Observo las gotas caer, se deslizan amontonándose sin guardar orden alguno, en pura anarquía natural. Noto los pies mojados y el ligero chapoteo de mis zapatos sobre la acera, son sensaciones cómodas incluso agradables. Levanto la vista y la ciudad brilla llena de color, se multiplican los reflejos sobre calles, edificios, también transeúntes, los mismos que caminan a buen paso entre pensamientos y preocupaciones cotidianas, ahora también bajo la lluvia. Antes de anochecer, cuando la ciudad se transforma en su contrario y da paso a una manera distinta de vivir.

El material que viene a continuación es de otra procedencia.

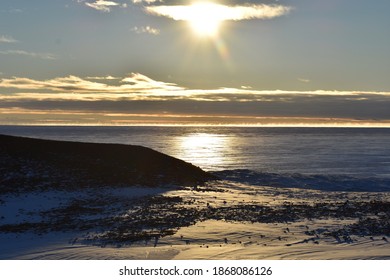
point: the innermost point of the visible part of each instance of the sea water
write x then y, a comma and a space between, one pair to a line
247, 152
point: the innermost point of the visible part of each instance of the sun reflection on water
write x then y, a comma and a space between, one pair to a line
206, 150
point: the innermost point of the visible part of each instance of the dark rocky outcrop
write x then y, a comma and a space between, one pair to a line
36, 163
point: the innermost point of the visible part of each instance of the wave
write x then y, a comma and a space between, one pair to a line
312, 181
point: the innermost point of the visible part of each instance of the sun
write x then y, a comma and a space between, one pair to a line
204, 18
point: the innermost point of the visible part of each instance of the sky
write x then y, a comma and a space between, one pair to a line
126, 62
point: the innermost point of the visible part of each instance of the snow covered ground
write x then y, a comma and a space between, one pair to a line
222, 220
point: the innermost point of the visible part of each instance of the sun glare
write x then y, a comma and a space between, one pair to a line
204, 18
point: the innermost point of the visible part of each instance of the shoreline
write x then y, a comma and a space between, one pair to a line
52, 208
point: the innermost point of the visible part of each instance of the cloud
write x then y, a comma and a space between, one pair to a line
134, 84
218, 11
137, 95
48, 56
146, 1
7, 39
304, 80
145, 29
104, 6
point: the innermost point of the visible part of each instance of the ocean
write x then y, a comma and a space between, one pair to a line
358, 157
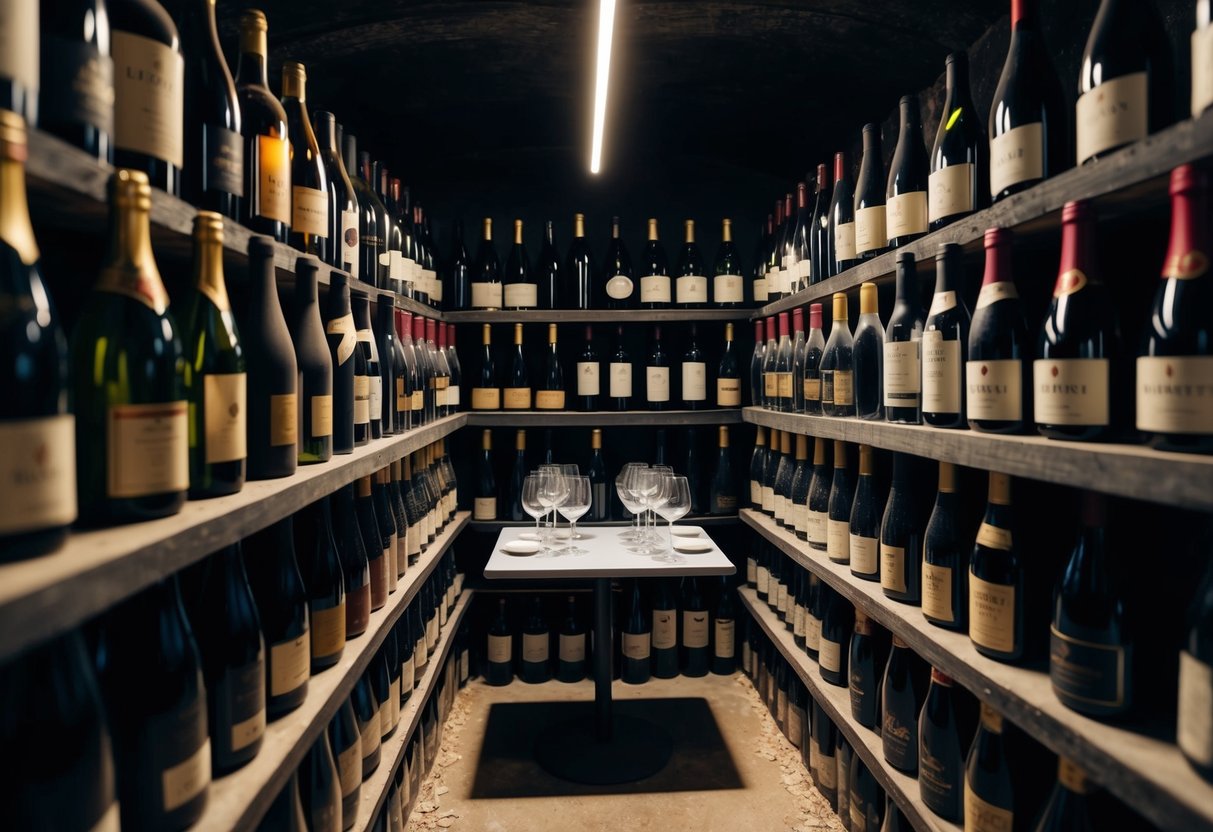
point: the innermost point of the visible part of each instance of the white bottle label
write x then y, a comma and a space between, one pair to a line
995, 389
1115, 113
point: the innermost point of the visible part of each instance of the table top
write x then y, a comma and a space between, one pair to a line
605, 556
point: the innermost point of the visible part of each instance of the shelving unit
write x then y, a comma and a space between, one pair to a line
240, 799
1139, 763
374, 790
836, 701
98, 568
1122, 182
1128, 471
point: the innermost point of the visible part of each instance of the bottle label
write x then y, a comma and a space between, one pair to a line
844, 241
636, 645
1070, 391
695, 381
995, 389
484, 508
906, 214
656, 383
903, 376
871, 231
147, 449
991, 614
864, 553
838, 540
950, 192
517, 295
893, 568
548, 399
487, 295
517, 398
937, 592
1112, 114
619, 288
728, 288
655, 289
36, 473
1195, 725
149, 80
621, 381
1017, 155
665, 630
1174, 394
1087, 671
309, 211
728, 392
289, 665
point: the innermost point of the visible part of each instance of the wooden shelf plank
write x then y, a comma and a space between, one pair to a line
1138, 763
98, 568
1129, 471
836, 701
374, 791
1125, 181
240, 799
597, 419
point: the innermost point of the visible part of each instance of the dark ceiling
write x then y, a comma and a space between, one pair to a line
472, 85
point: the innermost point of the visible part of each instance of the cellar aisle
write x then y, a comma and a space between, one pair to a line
730, 763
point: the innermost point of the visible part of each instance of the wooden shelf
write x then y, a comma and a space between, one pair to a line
1129, 471
374, 790
1122, 182
67, 189
98, 568
597, 419
1138, 763
836, 701
596, 315
240, 799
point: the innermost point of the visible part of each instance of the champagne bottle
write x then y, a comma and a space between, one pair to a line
905, 195
127, 392
266, 206
36, 429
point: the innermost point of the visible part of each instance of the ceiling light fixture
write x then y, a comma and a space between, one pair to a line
605, 30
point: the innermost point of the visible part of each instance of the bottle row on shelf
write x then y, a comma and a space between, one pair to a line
951, 371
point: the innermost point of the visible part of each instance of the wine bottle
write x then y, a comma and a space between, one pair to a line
550, 394
283, 611
127, 392
996, 580
266, 206
940, 759
945, 342
535, 667
837, 365
900, 704
1126, 84
1078, 340
903, 342
989, 792
36, 431
148, 87
869, 355
1174, 405
1029, 141
212, 171
994, 371
864, 539
871, 227
960, 159
905, 195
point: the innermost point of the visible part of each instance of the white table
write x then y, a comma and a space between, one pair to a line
618, 748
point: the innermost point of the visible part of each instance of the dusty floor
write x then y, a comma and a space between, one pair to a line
732, 768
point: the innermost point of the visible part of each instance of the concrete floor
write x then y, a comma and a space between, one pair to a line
732, 769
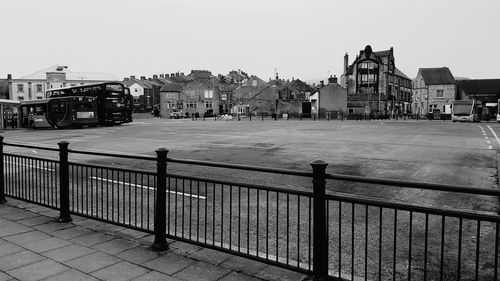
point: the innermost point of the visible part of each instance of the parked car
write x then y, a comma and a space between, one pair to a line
176, 115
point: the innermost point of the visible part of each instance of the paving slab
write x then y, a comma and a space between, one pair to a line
71, 232
243, 265
183, 248
35, 221
169, 263
68, 252
45, 245
235, 276
92, 262
53, 226
5, 277
115, 246
13, 228
156, 276
19, 259
27, 237
138, 254
93, 238
210, 256
202, 271
20, 215
7, 248
38, 270
71, 275
6, 209
120, 271
274, 273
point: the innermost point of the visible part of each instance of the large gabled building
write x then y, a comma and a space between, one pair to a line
375, 85
34, 86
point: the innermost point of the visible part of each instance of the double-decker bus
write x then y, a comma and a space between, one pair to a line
464, 111
59, 112
114, 105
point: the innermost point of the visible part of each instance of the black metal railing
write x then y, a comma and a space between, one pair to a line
320, 232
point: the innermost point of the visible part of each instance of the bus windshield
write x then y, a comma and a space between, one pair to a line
462, 109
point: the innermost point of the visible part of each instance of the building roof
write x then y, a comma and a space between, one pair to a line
70, 75
480, 86
400, 73
171, 87
437, 76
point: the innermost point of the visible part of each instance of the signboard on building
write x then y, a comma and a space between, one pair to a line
56, 77
180, 104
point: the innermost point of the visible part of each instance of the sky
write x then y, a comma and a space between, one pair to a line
298, 39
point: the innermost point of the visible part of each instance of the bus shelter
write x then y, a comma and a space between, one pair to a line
9, 113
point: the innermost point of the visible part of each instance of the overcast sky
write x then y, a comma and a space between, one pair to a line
302, 39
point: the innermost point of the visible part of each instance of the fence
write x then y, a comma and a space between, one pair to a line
323, 234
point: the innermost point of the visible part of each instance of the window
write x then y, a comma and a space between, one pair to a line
209, 94
171, 95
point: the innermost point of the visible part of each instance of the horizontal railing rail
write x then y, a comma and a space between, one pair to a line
310, 228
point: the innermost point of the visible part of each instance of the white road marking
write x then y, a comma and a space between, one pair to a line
148, 187
494, 134
30, 166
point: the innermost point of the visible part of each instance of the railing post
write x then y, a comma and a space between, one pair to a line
2, 182
160, 228
64, 215
320, 239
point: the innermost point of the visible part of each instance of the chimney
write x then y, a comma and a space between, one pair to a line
346, 62
332, 80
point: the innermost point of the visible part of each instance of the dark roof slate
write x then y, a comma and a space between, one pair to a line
437, 76
480, 86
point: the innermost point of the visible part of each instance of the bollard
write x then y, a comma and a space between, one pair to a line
160, 227
2, 176
64, 214
320, 239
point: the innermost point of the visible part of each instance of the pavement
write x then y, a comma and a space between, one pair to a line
34, 246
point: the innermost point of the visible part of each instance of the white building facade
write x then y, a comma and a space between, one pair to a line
34, 86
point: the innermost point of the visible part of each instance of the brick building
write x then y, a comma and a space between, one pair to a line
433, 89
374, 83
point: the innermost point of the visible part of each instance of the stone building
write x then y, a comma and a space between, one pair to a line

En ocasiones caigo en lo que suelo llamar “obviedad fotográfica”, que entiendo como una especie de afirmación de lo bello. En realidad fotografiar una escena bella es una redundancia en sí misma, no aporta significativamente nada. Stephen Shore dijo en una ocasión: “algunos fotógrafos salen y quieren hacer bellas fotografías. Creo que es como poner el carro delante del caballo. Las buenas fotografías son el subproducto de alguna otra exploración, o alguna otra intención”. Y coincido por completo. Disculpad la contradicción.
Un solo atardecer es capaz de reunir las sensaciones más placenteras que uno puede imaginar. Solo es cuestión de dejarse llevar por la sencilla placidez de contemplar una escena mil veces vista y sin embargo siempre diferente. Algún día viviré en Jaca.